Düzce spor maçının özeline inecek olursak en büyük eksiğimizin rakip karşısında fiziki üstünlük kuramamamız olduğunu söyleyebilirim. Fiziki anlamda üstünlük kuramadığınız durumlarda Forvet defans hattında çok fazla gel-git yapılmakta, maç henüz koparılmamışsa takım defansta yoğunlaştığından forvette çoğalamamakta ve rakip defans üzerinde baskı kuramamaktadır. Fiziki anlamda rakipten kuvvetli olup defans üzerinde baskı kurup hataya zorlayamadığın zaman ya göbekten çok yetenekli oyuncularla delmeye çalışır yada yan toplarla forveti beslersin.
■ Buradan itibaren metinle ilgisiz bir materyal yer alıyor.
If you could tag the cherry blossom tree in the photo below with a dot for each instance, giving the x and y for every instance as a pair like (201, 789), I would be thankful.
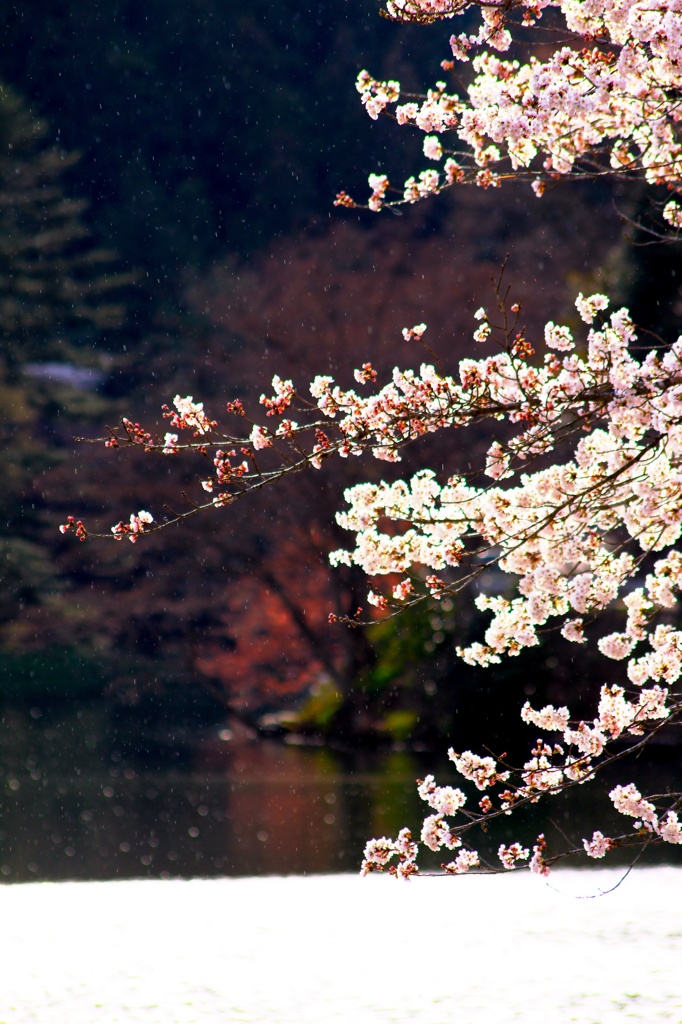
(579, 499)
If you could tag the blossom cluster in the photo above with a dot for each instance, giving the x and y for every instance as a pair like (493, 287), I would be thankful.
(600, 102)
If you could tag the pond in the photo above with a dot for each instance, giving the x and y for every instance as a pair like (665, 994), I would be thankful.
(81, 801)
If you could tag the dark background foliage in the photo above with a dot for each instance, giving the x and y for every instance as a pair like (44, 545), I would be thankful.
(167, 173)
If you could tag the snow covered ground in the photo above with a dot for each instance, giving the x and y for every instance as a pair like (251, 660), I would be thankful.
(342, 949)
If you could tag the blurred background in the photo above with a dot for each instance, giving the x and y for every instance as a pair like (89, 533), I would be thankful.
(167, 177)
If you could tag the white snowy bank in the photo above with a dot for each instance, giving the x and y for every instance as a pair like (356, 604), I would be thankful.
(338, 948)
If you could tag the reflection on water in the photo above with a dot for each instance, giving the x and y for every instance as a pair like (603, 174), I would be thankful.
(77, 803)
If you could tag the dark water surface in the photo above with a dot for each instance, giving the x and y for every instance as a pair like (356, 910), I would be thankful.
(77, 802)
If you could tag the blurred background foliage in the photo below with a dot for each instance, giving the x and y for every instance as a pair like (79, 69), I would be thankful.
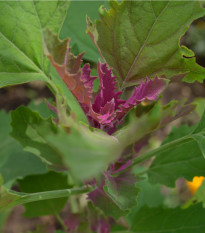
(74, 27)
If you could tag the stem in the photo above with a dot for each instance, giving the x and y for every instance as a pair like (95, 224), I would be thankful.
(32, 197)
(161, 149)
(60, 220)
(158, 151)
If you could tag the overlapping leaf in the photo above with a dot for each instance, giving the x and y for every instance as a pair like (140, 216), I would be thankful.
(84, 152)
(6, 197)
(169, 220)
(75, 26)
(184, 160)
(133, 39)
(21, 27)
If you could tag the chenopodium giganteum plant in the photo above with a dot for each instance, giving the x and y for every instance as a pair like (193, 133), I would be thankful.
(98, 143)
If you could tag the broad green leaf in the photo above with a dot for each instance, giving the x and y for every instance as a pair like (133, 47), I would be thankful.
(200, 106)
(86, 153)
(182, 159)
(75, 27)
(41, 183)
(199, 196)
(6, 196)
(149, 195)
(177, 220)
(133, 39)
(21, 35)
(14, 162)
(29, 129)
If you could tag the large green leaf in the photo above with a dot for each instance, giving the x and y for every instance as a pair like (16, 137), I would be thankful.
(22, 26)
(14, 162)
(21, 36)
(141, 38)
(75, 27)
(183, 158)
(29, 129)
(84, 152)
(199, 196)
(157, 220)
(41, 183)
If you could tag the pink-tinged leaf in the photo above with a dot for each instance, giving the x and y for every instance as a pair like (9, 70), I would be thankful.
(73, 221)
(148, 90)
(121, 189)
(77, 79)
(106, 114)
(141, 143)
(105, 203)
(107, 89)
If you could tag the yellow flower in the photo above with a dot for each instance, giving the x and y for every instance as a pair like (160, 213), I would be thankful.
(195, 184)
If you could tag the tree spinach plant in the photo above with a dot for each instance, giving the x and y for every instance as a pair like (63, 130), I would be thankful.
(89, 149)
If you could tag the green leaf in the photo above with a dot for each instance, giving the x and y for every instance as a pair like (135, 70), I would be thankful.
(183, 158)
(41, 183)
(159, 219)
(29, 129)
(75, 27)
(133, 39)
(84, 152)
(21, 35)
(149, 195)
(14, 162)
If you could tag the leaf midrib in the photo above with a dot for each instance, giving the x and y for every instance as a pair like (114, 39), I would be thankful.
(26, 57)
(142, 47)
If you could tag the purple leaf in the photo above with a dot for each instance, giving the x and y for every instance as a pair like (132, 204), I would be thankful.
(148, 90)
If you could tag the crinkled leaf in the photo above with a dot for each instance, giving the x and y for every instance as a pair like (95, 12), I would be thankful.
(41, 183)
(169, 220)
(14, 162)
(105, 203)
(136, 129)
(6, 196)
(148, 90)
(21, 38)
(133, 39)
(78, 80)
Fiziksel eksiklik nedeniyle yan topları zaten yapamadık göbekten pozisyona girecek bireysel yetenekleri üst düzey oyuncularımızda olmadığından o hattı da geçerek gol pozisyonuna giremedik.
Topa çok sahip olmak oyunu domine ettiğin anlamına gelmemektedir. Takımın lehine pozisyon zenginliği yaratamıyorsan topa çok sahip olmanın avantajdan ziyade dezavantaja dönüşmesi kaçınılmazdır. Senden fiziksel anlamda kuvvetli takımlara karşı orta saha hakimiyetini ele geçirerek ayağa kısa paslarla veya araya yada arkaya düşürülecek uzun toplarla sonuç odaklı bir futbol oynamak galibiyet kapılarını zorlar.
Devre arası transferlere değinecek olursak zamanından sonra yapılan bir aşı uygulaması gibidir. Bazen aşı tutmayabilir, uyum sorunu yaşanması kaçınılmazdır. Ayrıca sezon başı kampında yeterli kondisyon ve oksijen yüklemesi yapılmamış takımla çalışmamış oyuncuların performansında süreklilik yakalamak zordur. Bu noktada da Hüseyin hocamın maç öncesi antrenmanlarda takımın uyumu ve fiziksel durumunu iyi analiz etmesi gerekiyor.
Hakeme de değinmek gerekirse ilk yarıda kazandığımız ve gole çeviremediğimiz penaltı sonrasında ikinci yarıda 1-0 mağlup durumdayken çalmaktan imtina ettiği % 100 penaltı olan pozisyon sonrası maçın kaybedilmesindeki en büyük etken oldu sanırım. Eğer o pozisyon çalınsa ve gole dönse maç sonucu daha farklı olabilirdi ve takım bu kadar stres yapmazdı. Görünen o ki takımın stres yönetimi noktasında da önemli eksikleri var . Stres yaptığı maçlarda hata oranının yükseldiği dikkatli izleyenlerin gözünden kaçmamıştır sanırım.